Dockhand — Browse and manage all running containers. On first load, click the "No environments" dropdown in the top bar and select Local Docker to activate the pre-configured environment.

OpenCode — Terminal AI coding assistant. Navigate to any project directory and run opencode. Uses mistral by default (or llama3.1:8b on Linux). Best for single-file edits and explanations — 7B models are hit-or-miss on multi-step agentic tasks.

Stopping the stack

# From inside the platform directory you started
docker compose down

To also delete all data volumes (full reset):

docker compose down -v

Tips

Start pulls early: Kick off docker compose pull and your ollama pull commands at the beginning of the talk so everything is ready for the live demo at the end.

Slow first response: The first request after startup loads the model into memory (~30 seconds).

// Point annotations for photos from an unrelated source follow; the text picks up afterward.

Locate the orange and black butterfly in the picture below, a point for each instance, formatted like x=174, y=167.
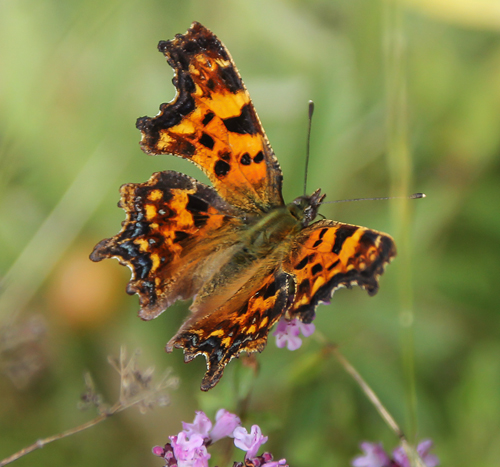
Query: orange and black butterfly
x=245, y=257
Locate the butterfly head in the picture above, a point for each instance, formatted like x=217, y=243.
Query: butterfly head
x=305, y=208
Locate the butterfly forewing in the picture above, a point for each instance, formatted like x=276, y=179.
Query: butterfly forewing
x=328, y=255
x=213, y=123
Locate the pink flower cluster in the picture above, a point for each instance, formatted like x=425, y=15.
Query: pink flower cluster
x=375, y=456
x=189, y=447
x=288, y=332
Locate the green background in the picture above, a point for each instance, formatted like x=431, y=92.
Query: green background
x=407, y=99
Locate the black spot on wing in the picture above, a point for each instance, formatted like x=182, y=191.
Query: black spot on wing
x=221, y=168
x=317, y=243
x=243, y=123
x=333, y=265
x=304, y=287
x=208, y=118
x=231, y=79
x=196, y=204
x=302, y=263
x=342, y=234
x=180, y=235
x=207, y=141
x=270, y=290
x=316, y=268
x=259, y=157
x=245, y=159
x=323, y=232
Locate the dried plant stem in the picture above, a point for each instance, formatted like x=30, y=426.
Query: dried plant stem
x=384, y=413
x=118, y=407
x=136, y=388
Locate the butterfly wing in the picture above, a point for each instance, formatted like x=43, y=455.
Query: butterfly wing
x=328, y=255
x=175, y=232
x=212, y=122
x=240, y=324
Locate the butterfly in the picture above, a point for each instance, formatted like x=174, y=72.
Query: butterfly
x=245, y=257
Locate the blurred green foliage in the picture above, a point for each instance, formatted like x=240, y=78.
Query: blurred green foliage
x=407, y=99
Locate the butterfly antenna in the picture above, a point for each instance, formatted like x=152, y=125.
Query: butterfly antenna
x=311, y=111
x=413, y=196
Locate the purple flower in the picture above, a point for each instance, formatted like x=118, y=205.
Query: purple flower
x=225, y=423
x=375, y=456
x=201, y=425
x=190, y=452
x=423, y=448
x=249, y=442
x=158, y=451
x=287, y=333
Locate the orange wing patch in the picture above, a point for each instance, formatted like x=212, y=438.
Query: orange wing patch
x=328, y=255
x=213, y=123
x=241, y=324
x=166, y=218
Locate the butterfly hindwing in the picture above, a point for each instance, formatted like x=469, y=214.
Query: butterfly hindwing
x=212, y=122
x=241, y=324
x=328, y=255
x=172, y=221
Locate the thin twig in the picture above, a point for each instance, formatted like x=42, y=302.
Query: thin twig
x=125, y=401
x=43, y=442
x=384, y=413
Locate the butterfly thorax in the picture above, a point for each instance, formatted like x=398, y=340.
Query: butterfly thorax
x=305, y=208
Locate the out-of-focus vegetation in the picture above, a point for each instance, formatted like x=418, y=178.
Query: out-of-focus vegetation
x=407, y=98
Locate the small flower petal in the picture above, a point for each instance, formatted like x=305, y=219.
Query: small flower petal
x=190, y=452
x=423, y=448
x=201, y=425
x=249, y=442
x=287, y=333
x=375, y=456
x=158, y=451
x=225, y=423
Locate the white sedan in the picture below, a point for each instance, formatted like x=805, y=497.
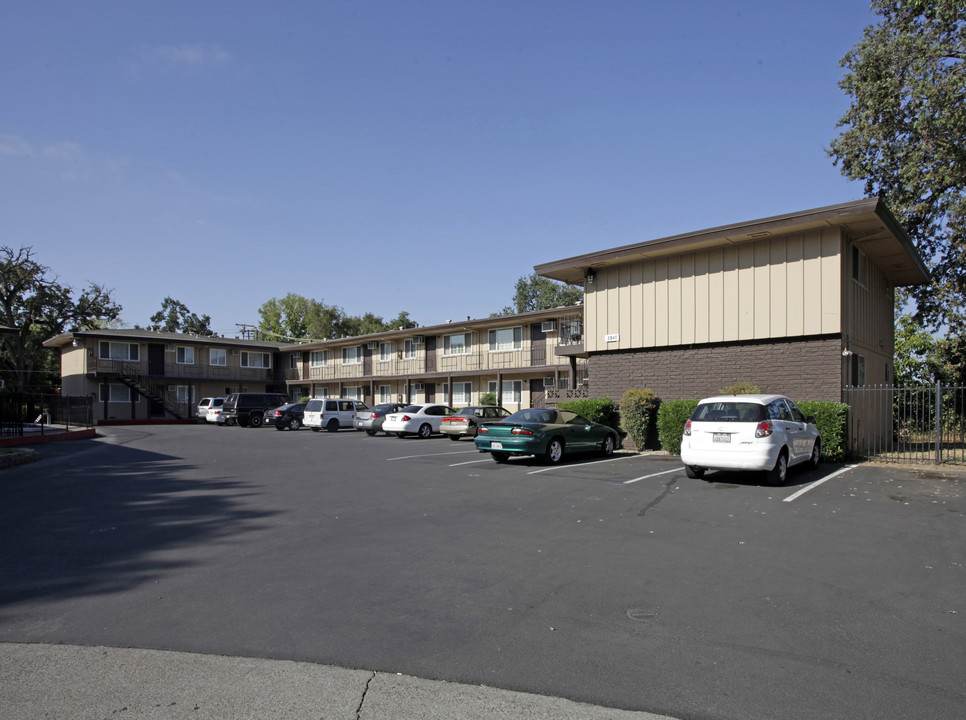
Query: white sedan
x=420, y=420
x=749, y=432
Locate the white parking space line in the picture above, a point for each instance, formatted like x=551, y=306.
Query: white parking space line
x=410, y=457
x=595, y=462
x=645, y=477
x=815, y=484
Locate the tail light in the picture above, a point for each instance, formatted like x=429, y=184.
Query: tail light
x=764, y=429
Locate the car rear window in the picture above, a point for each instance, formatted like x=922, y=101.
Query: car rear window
x=730, y=411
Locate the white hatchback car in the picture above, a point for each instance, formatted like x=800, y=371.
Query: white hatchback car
x=749, y=432
x=421, y=420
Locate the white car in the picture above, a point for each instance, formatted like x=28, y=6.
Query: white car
x=749, y=432
x=331, y=413
x=421, y=420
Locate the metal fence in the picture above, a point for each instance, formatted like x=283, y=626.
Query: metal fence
x=925, y=425
x=25, y=414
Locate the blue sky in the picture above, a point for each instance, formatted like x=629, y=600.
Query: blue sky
x=400, y=155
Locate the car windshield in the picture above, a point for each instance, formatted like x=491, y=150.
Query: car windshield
x=729, y=411
x=532, y=415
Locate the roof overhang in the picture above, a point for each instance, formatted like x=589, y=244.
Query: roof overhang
x=868, y=223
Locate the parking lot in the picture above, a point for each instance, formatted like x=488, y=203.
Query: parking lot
x=614, y=581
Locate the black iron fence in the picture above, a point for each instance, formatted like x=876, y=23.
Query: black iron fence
x=908, y=424
x=24, y=413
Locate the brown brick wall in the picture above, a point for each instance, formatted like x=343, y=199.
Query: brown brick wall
x=804, y=369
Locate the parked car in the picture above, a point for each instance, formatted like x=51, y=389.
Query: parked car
x=286, y=417
x=207, y=404
x=371, y=420
x=210, y=408
x=248, y=409
x=420, y=420
x=765, y=433
x=466, y=421
x=331, y=413
x=547, y=433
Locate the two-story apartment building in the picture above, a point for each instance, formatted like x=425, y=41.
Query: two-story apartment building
x=143, y=375
x=526, y=360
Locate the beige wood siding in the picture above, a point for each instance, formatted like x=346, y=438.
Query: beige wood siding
x=769, y=288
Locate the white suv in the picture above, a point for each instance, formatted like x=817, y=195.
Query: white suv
x=331, y=413
x=749, y=432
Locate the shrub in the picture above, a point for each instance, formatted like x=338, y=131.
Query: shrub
x=598, y=410
x=740, y=388
x=671, y=419
x=831, y=419
x=636, y=409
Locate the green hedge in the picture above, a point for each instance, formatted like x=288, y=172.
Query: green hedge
x=830, y=419
x=671, y=418
x=599, y=410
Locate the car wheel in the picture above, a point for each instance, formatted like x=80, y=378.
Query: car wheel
x=554, y=452
x=607, y=447
x=816, y=454
x=776, y=476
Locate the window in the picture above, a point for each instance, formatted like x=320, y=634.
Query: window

Subsequent requests are much faster.

Out of memory (Intel Mac / Linux): If containers crash, use a smaller model. llama3.2:3b-instruct-q4_K_M is the most conservative option.

Ollama not reachable from containers (M-series): Make sure you ran launchctl setenv OLLAMA_HOST "0.0.0.0" and restarted the Ollama app. You can verify with curl http://localhost:11434 from your terminal.


Taking it further — NixOS

The nixOS/ folder contains illustrative NixOS configurations for four common self-hosting use cases. These aren't meant to be run directly — they're reference material for the talk showing how the same services you're running in Docker Compose can be expressed declaratively in NixOS.

Host Role
hosts/ai-server GPU-accelerated Ollama + Open WebUI
hosts/media-server Jellyfin + Immich photo management
hosts/home-gateway AdGuard DNS blocking + Caddy reverse proxy
hosts/cloud-vps Public blog, SSO, and Tailscale mesh VPN

A shared modules/common.nix applies SSH hardening, user config, and firewall defaults to every host automatically — no repetition.